信頼関係がなければ成立しない、狂気のオーダー。
「了解! 踊り狂ってやるわ!」
レナが叫び、意味もなく真上に火球を放り投げた。
「ふん、自暴自棄か? その火球が落ちてくる軌道など、計算するまでもなく――」
エレオノーラが鼻で笑った、その時。
ガキンッ!!
シキが投げたスパナが、レナの肘に直撃した。
「痛っ!?」
レナの腕が予期せぬ方向へ跳ね上がり、生成途中だった二発目の火球が、あろうことか味方のエミリアに向かって飛んでいく。
「なっ……味方撃ち(フレンドリーファイア)!?」
エレオノーラの思考が一瞬停止する。
だが、エミリアは悲鳴を上げながらも、咄嗟に氷の壁を生成して防御した。
ドォォォン!!
炎と氷が至近距離で衝突し、猛烈な水蒸気が発生。闘技場全体が視界ゼロの白霧に包まれた。
「目くらましか! だが、魔力の探知は――」
「そこだ、リズ! 壁に向かって走れ!」
シキの指示。
リズはエレオノーラではなく、誰もいない観客席の壁に向かって神速で突っ込んだ。
激突寸前、彼女は足を滑らせて転倒――したように見せかけ、シキが事前に撒いておいた「オイル」の上を滑走。
摩擦係数ゼロの予測不能なスライディングタックルが、霧の中からエレオノーラの足元を襲う。
「くっ……!?」
エレオノーラは間一髪で跳躍してかわす。
だが、空中に逃げた彼女を、今度はソフィアが待ち構えていた。
「ソフィア、盾を捨てろ!」
「はいっ!」
ソフィアは愛用のタワーシールドを、防御ではなく「投擲武器」として回転させながら放り投げた。
重戦車の如き質量が空を裂く。
エレオノーラは空中で身を捻り、それを回避する。
――そこへ。
カァァァンッ!!
シキが瓦礫の影から飛び出し、投げられた盾に向かって「金槌」をフルスイングした。
物理的な衝撃で、盾の軌道が鋭角に折れ曲がる。
それは、ピンボールのような不規則な反射。
「しまっ――!?」
エレオノーラのドレスの裾が、掠めた盾によって裂かれた。
完全無欠の皇女に、初めて物理的な攻撃が届いた瞬間だった。
「なぜだ……!? なぜ未来が変わる!?」
エレオノーラが着地し、乱れた髪を押さえながら叫ぶ。
彼女の脳内では、「レナは炎を敵に撃つ」「リズは地面を走る」「盾は防御に使う」という常識的な変数が入力されている。

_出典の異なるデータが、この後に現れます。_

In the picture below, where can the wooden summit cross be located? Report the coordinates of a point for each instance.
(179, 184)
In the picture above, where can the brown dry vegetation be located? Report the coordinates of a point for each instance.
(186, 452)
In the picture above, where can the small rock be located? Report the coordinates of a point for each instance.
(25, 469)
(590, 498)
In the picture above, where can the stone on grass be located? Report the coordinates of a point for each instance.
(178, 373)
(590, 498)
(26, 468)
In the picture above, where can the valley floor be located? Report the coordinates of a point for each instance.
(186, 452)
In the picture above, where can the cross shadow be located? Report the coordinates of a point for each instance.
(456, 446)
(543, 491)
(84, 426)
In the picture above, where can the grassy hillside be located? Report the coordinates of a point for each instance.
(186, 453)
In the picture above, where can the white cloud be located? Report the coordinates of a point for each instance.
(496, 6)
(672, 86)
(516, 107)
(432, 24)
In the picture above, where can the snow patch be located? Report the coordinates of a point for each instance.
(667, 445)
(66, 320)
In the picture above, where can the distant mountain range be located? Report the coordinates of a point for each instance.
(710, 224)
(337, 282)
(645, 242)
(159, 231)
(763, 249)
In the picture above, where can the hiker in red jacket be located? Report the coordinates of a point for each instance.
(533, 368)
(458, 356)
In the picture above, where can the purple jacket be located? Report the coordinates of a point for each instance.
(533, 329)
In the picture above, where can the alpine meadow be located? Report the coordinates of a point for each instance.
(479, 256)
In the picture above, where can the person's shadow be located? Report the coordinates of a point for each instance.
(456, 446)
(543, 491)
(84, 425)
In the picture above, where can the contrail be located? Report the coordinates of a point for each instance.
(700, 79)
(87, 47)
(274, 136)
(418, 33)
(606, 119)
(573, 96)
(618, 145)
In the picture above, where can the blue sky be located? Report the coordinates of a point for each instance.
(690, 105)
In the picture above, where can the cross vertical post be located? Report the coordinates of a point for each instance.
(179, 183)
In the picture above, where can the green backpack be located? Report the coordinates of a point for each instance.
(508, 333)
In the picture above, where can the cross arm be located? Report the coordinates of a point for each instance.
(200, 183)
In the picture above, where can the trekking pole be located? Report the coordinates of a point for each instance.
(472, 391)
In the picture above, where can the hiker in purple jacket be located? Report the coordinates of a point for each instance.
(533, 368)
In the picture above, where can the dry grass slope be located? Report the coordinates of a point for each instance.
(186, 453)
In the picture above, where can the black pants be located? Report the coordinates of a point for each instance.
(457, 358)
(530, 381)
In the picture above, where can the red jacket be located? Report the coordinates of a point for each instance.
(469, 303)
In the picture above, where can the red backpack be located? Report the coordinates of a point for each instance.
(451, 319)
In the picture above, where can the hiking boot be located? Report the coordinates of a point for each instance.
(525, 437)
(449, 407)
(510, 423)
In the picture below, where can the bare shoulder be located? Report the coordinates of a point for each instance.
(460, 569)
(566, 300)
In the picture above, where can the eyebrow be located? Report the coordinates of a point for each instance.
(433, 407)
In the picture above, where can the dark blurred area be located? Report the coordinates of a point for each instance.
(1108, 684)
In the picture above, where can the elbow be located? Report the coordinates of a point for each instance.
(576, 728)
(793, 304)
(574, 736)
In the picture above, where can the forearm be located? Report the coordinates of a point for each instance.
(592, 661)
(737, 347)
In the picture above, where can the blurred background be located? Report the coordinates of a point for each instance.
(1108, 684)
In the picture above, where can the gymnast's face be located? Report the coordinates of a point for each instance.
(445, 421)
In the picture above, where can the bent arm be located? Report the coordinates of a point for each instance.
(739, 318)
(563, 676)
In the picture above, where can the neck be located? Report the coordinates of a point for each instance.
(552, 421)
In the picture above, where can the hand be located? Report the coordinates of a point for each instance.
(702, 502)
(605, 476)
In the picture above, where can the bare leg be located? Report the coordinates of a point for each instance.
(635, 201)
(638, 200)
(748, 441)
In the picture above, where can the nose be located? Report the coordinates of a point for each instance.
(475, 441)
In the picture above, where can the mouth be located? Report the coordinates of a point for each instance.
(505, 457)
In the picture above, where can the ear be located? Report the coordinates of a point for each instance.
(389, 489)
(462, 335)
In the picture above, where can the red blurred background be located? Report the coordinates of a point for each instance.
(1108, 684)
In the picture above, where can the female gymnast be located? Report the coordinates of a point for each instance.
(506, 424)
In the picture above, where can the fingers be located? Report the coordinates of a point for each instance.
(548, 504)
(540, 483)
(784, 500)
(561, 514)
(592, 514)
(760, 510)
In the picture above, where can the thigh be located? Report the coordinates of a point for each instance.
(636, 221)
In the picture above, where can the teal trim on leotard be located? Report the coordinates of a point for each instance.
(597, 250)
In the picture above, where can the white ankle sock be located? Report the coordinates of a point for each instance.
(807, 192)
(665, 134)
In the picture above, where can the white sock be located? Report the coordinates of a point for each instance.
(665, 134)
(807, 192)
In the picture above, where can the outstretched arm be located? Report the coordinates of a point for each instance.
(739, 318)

だが、シキがリアルタイムで介入し、物理的な干渉(邪魔)をすることで、その前提条件そのものを書き換えているのだ。
「余の計算に間違いなどあるはずがない……! なのに、なぜ結果が収束しないッ!?」
脳内アラートが鳴り止まない。
《エラー発生》《予測進路変更》《再計算》《再々計算》――。
処理落ち寸前の思考。
霧の中、シキの声が響く。
「アンタの計算は『楽譜通り』すぎるんだよ、皇女様」
白い霧の中から、5つの影がゆらりと浮かび上がる。
「こっちは全員、即興だ。……さあ、ダンスのテンポを上げるぞ。ついて来れるか?」
五重奏のハーモニーは、カオスを奏でて最高潮へ。
絶対的な未来予測が、ついに「現在」の熱量に飲み込まれようとしていた。